In recent years, populist authors such as Richard Dawkins, Peter Atkins and Daniel Dennett have propelled the post-Christian bandwagon to new heights, reading the Last Rites over the theist corpse and prompting John Lennox, a mathematician and philosopher at Oxford University, to ask: "Has science buried God?"

Lennox's approach is to deconstruct the atheists' claims by turning their own weapon - science - against them.

Stating the case for neo-Darwinism, Dawkins has said that information lies at the heart of every living thing.

Lennox counters by pointing out the DNA in the human genome contains 7 billion "bits" of information and it has to be in an exact order to work.
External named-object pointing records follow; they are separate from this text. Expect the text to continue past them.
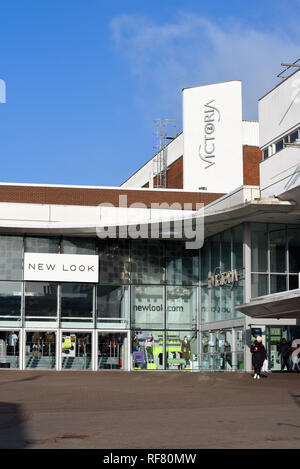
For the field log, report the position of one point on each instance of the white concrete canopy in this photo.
(277, 306)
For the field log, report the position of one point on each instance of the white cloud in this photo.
(194, 50)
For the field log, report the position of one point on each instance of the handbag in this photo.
(265, 367)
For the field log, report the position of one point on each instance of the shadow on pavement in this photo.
(12, 421)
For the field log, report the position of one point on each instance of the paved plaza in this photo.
(147, 410)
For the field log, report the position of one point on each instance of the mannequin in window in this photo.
(12, 342)
(186, 350)
(149, 344)
(141, 338)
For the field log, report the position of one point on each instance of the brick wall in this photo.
(94, 197)
(252, 156)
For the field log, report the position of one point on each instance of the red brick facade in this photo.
(94, 196)
(252, 156)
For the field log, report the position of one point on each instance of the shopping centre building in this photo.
(179, 268)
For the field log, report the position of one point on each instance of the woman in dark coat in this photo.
(259, 355)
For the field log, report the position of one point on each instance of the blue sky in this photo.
(86, 78)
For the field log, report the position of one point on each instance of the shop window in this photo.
(293, 282)
(279, 145)
(182, 307)
(215, 304)
(40, 301)
(112, 351)
(237, 247)
(112, 306)
(215, 253)
(277, 236)
(182, 350)
(147, 306)
(259, 247)
(42, 245)
(11, 258)
(293, 234)
(40, 350)
(204, 256)
(76, 350)
(147, 262)
(77, 302)
(278, 283)
(9, 349)
(238, 355)
(294, 136)
(114, 262)
(84, 246)
(259, 285)
(226, 251)
(148, 350)
(10, 300)
(205, 317)
(238, 297)
(181, 265)
(227, 311)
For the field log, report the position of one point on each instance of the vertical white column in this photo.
(247, 293)
(58, 349)
(233, 349)
(94, 350)
(128, 351)
(22, 344)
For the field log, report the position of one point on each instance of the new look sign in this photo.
(61, 268)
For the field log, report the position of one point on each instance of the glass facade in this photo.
(221, 254)
(275, 258)
(151, 305)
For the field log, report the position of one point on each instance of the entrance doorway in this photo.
(40, 350)
(112, 351)
(76, 350)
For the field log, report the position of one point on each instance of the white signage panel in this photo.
(279, 110)
(61, 268)
(212, 129)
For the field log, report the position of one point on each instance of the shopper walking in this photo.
(258, 356)
(284, 350)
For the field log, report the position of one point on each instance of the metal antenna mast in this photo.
(164, 130)
(288, 66)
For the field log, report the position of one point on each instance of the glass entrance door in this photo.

He does the maths to show that the possibility of this happening by random chance is absurdly low.

The Bible, too, sees information as primal, he notes, recalling St John's words, "In the beginning was the Word . . ."

At times, Lennox's sarcasm is heavy-handed but Dawkins does invite ridicule by advancing the notion that an infinite number of monkeys with an infinite supply of paper and typewriters could, using one random keystroke at a time, eventually reproduce the works of Shakespeare.

Lennox points out the ways in which Dawkins "cheats" by presupposing an intelligent editor to choose which simian efforts to retain.

Lennox makes the claim that accepted scientific methodology can be used to state the case of God's existence.

He uses the scientific standard of "inference to the best explanation". When we see handwriting, we infer the existence of an intelligent author.

Similarly, science accepts that if an information-rich message is received from outer space, the scientific inference would be of an intelligent source.

Lennox applies this to the proven existence of information-rich DNA messages and infers the existence of an intelligent source for Creation.

John Gray, a political philosopher at the London School of Economics, comes at the problem from a different perspective but, if anything, damns Dawkins et al in stronger terms.

Gray argues that the utopian ideologies of recent times, far from following the Enlightenment's rejection of religion, are actually shaped by apocalyptic religious ideas (the Iraq invasion, he avers, was the first utopian experiment of the 21st century, the product of a foreign policy wedded to fundamentalist Christian thinking).

The atheism and humanism that have been merged in neo-Darwinism are based, Gray argues, on Christian concepts and have produced a Christian heresy differing only from earlier ones in its "intellectual crudity".

The authors differ in emphasis and while Lennox argues for the validity of religion, Gray prefers to see a diversity of religions.

If religion is a primary human need, it should not be suppressed or relegated to private life, Gray says, but rather integrated into the public as science has been.

While Lennox lauds God's creation, Gray warns that mixing science and religious philosophy will produce "designer religions" capable of destroying a society made increasingly insecure by the apocalyptism of climate change.

So take your pick: the triumph of Creation or its end.

- Geoffrey Vine is a Dunedin journalist and Presbyterian minister.